When we found out in late May that longtime FARC leader Manuel Marulanda was dead, many observers predicted an upsurge in guerrilla violence as (1) the group sought to show that it was still militarily viable and (2) new leader “Alfonso Cano” sought to assert his authority.
That prediction appears to be accurate, as the tempo of FARC activity appears to be increasing. Since the announcement of Marulanda’s death and Cano’s succession, the FARC have carried out the following attacks on both military and civilian targets.
Attacks with explosives in Norte de Santander department shut down the Caño Limón-Coveñas oil pipeline.
Four attacks with explosives in Bogotá, including one in a police station in the Suba neighborhood in the city’s northwest.

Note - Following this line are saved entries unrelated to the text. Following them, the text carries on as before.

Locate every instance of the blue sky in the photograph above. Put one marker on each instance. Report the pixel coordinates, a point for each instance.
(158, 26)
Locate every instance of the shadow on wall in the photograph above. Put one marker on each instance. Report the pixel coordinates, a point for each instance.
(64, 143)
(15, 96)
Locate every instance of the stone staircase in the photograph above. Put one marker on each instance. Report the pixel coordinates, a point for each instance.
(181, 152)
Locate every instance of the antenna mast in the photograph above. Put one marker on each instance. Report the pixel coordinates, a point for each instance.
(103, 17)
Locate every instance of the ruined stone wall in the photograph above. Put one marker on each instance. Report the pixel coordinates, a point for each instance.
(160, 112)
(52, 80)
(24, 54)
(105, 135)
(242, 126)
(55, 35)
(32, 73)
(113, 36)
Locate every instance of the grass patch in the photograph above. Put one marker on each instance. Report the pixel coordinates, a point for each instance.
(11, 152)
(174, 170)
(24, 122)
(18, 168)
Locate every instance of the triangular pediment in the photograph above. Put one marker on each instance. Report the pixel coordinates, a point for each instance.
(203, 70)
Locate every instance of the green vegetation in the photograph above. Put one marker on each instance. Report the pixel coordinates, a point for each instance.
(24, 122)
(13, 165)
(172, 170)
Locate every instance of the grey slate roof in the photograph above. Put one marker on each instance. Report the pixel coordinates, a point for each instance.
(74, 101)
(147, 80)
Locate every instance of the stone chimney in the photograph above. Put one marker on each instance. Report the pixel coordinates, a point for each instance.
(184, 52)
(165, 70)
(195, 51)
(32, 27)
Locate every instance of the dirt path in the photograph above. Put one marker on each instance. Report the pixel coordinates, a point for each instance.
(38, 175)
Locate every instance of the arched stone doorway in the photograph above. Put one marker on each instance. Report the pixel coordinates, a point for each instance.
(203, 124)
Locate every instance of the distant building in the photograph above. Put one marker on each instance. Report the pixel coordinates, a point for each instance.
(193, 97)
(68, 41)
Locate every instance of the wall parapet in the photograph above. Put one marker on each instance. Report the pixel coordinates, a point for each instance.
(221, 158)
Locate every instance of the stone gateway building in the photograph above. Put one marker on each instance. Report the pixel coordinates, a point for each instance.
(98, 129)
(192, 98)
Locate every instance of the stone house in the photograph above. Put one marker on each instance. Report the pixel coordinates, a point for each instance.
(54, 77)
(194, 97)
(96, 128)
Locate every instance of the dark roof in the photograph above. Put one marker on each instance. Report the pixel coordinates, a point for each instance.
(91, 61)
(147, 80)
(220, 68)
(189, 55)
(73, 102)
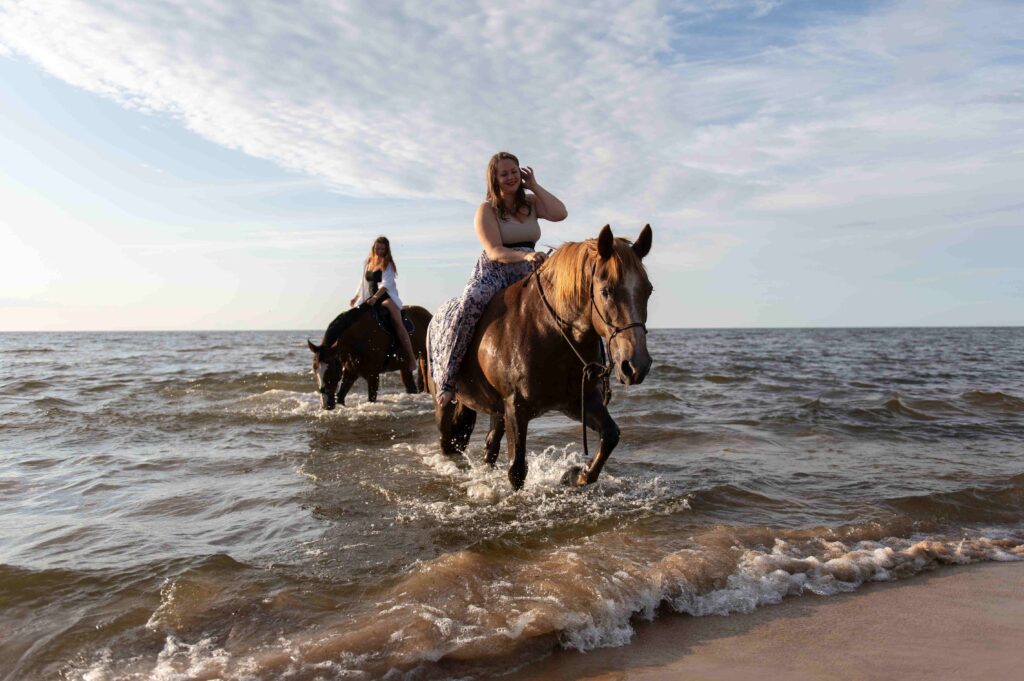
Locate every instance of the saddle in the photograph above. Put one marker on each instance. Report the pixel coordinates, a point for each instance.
(384, 322)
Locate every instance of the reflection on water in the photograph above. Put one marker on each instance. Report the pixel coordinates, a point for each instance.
(177, 505)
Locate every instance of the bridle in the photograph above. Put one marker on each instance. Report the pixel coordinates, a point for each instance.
(591, 370)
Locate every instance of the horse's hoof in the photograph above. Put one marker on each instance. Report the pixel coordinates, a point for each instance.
(570, 478)
(517, 477)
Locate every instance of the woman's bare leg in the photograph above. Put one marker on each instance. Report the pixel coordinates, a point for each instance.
(399, 329)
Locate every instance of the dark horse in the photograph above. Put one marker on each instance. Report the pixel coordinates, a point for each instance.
(354, 346)
(539, 337)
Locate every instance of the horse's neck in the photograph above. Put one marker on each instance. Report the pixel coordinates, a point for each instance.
(359, 328)
(573, 320)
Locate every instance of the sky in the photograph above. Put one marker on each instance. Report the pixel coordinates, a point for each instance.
(206, 164)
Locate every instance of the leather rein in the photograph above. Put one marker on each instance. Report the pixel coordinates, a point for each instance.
(591, 370)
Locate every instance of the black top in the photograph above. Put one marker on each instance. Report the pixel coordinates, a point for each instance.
(374, 277)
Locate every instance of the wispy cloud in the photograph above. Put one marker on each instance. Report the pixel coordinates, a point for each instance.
(604, 99)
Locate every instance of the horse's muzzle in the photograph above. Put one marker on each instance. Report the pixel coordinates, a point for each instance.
(633, 373)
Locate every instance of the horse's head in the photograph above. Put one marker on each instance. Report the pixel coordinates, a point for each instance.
(327, 369)
(620, 289)
(328, 355)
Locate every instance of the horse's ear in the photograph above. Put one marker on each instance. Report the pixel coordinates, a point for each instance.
(642, 245)
(605, 243)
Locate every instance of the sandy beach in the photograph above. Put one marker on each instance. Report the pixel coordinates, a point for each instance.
(957, 623)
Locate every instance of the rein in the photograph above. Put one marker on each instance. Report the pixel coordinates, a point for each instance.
(591, 370)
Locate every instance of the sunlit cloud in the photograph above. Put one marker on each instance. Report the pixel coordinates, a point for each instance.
(728, 125)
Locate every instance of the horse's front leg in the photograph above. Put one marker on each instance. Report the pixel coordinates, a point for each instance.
(347, 379)
(597, 419)
(409, 380)
(495, 435)
(516, 421)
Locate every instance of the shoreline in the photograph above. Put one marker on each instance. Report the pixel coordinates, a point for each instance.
(962, 622)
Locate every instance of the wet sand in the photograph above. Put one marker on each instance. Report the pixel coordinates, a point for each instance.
(964, 623)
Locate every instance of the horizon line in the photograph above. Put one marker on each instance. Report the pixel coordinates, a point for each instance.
(265, 330)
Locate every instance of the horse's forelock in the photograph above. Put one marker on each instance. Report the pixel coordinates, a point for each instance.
(572, 263)
(339, 326)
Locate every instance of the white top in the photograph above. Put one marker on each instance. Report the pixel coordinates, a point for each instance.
(387, 282)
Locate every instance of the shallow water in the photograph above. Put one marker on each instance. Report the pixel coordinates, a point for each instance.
(177, 506)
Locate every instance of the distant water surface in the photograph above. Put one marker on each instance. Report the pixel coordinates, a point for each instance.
(176, 505)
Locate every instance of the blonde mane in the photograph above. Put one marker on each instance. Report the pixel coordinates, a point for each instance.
(570, 266)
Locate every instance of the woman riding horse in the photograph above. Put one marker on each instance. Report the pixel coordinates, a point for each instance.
(506, 224)
(378, 280)
(539, 348)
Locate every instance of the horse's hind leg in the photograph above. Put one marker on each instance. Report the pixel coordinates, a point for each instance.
(516, 421)
(495, 436)
(465, 421)
(420, 382)
(347, 379)
(409, 380)
(373, 385)
(455, 426)
(597, 419)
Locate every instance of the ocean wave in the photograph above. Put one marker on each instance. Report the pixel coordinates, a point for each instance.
(994, 400)
(467, 611)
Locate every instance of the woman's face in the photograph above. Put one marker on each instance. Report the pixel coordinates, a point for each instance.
(508, 177)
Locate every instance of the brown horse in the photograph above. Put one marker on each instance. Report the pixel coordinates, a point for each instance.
(355, 346)
(539, 338)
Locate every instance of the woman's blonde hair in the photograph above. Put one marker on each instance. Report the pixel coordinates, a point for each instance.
(381, 262)
(494, 190)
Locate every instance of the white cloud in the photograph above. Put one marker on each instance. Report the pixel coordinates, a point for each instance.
(713, 121)
(382, 98)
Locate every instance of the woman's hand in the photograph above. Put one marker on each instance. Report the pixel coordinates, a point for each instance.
(528, 178)
(536, 258)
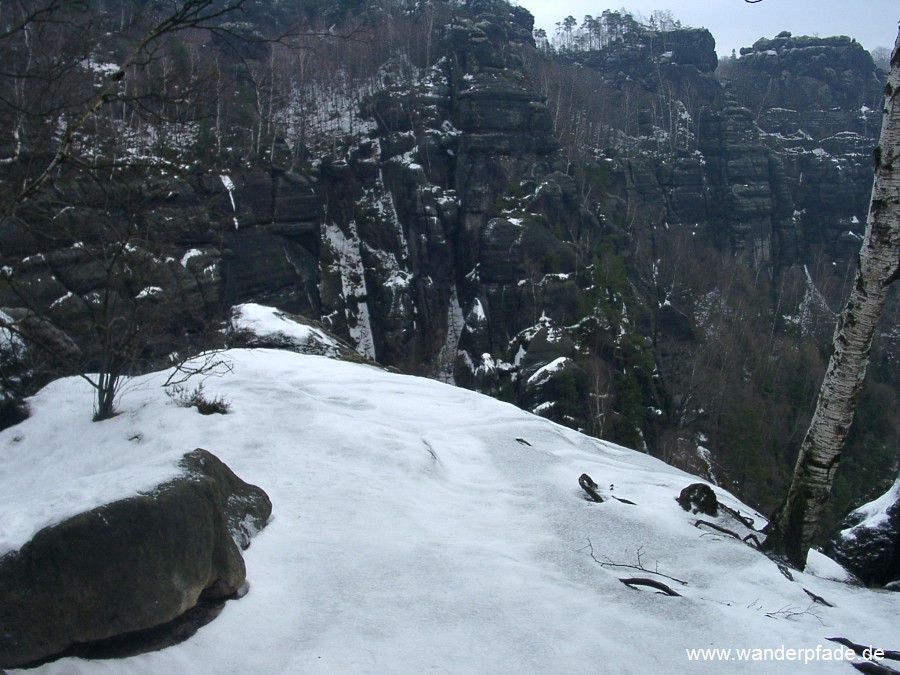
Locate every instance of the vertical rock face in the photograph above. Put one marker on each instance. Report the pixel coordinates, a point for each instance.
(448, 232)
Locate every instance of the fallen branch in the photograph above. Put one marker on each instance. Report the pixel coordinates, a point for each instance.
(652, 583)
(818, 598)
(640, 566)
(588, 485)
(745, 520)
(718, 528)
(789, 612)
(892, 654)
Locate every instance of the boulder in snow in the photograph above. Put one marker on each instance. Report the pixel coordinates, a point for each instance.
(699, 498)
(129, 565)
(869, 542)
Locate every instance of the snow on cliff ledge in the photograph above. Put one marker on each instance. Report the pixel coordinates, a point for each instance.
(418, 527)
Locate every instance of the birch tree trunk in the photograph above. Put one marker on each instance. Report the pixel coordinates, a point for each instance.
(791, 531)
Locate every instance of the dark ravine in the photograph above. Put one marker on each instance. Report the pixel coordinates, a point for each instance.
(455, 236)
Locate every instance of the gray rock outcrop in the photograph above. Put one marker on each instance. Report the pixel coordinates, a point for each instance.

Combat forces displacements in Zaragoza, Antioquia.
Attacks on electric power pylons, trains transporting coal, and burning of trucks at roadblocks in La Guajira department.
An ambush on a police patrol near the border between Valle del Cauca and Quindío departments.
Army patrols killed by landmines in Antioquia and Quindío.
Attacks with explosives on police stations in Granada and Tarazá, Antioquia.
Attack with explosives on a police station in Caguán, Huila.
Attacks on electric power pylons in Patía, Cauca.
Five attacks on civilians and military personnel in Buenaventura, Valle del Cauca.
An attack on a helicopter in Puerto Guzmán, Putumayo.